The inconveniet truth

Today is the 23rd day of Tebet, 5771

The rabbis explained that we come closer to God to the extent that we are willing to sacrifice, for the sake of the truth, material benefits for ourselves. The ultimate test of our appreciation for the truth is not philosophy, but our willingness to lose in business or in any other personal area, for the sake of the truth.

This is what the Torah intends when says: vehalaktha bidrakhav "And you shall conduct yourself -in your daily life- in His paths". (Debarim 28, 9).

Think of of a person, who is considered knowledgeable in Real Estate, and he is asked by a friend or family member, to give his advice about buying certain property that just came to the market. This person, instead of telling truthfully that it is a good deal, lies saying that he is not sure about it, or that something might be wrong with that property, because he is interested in acquiring that property for himself. The same applies for example in the area of Shidukhim -dating- . If someone asks your opinion about certain girl -which you consider her to be a very
good person- but you don't give a good reference about her, because you're interested in her for yourself. These are all examples of harmful lies.

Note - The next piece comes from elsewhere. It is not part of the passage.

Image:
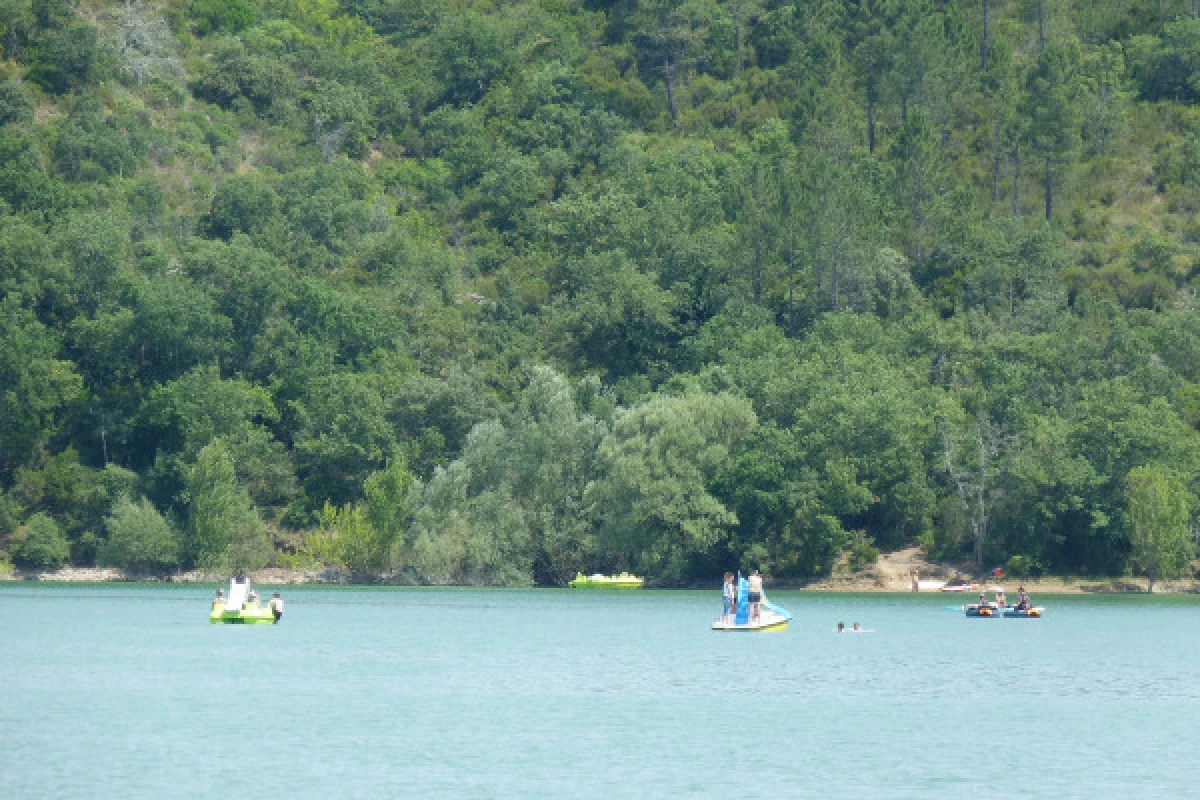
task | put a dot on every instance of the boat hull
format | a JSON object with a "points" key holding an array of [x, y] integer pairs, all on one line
{"points": [[777, 625], [606, 583], [245, 617]]}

In all these cases, when a person is asked to give an opinion, and he tells the truth, despite having a conflict of interest, and he sacrifices his own benefit for the sake of the truth, this person is behaving with real yrat shamayim, fear and respect of God, and is "conducting himself through the paths of God".

Rabbi Yosef Bitton. YMJC | 130 Steamboat Rd. | Great Neck | NY | 11024

Wednesday, December 29, 2010

Welcoming Shabbat

22nd of Tebet, 5771

  • Every day, my father in law, who lives in Ashdod, Israel, would go to the market and come home with some delicious fruit or treat--declaring that he bought it in honor of Shabbat.
  • This is the attitude with which we are supposed to welcome the Shabbat queen.Preparing ourselves to welcome Shabbat, every day of the week!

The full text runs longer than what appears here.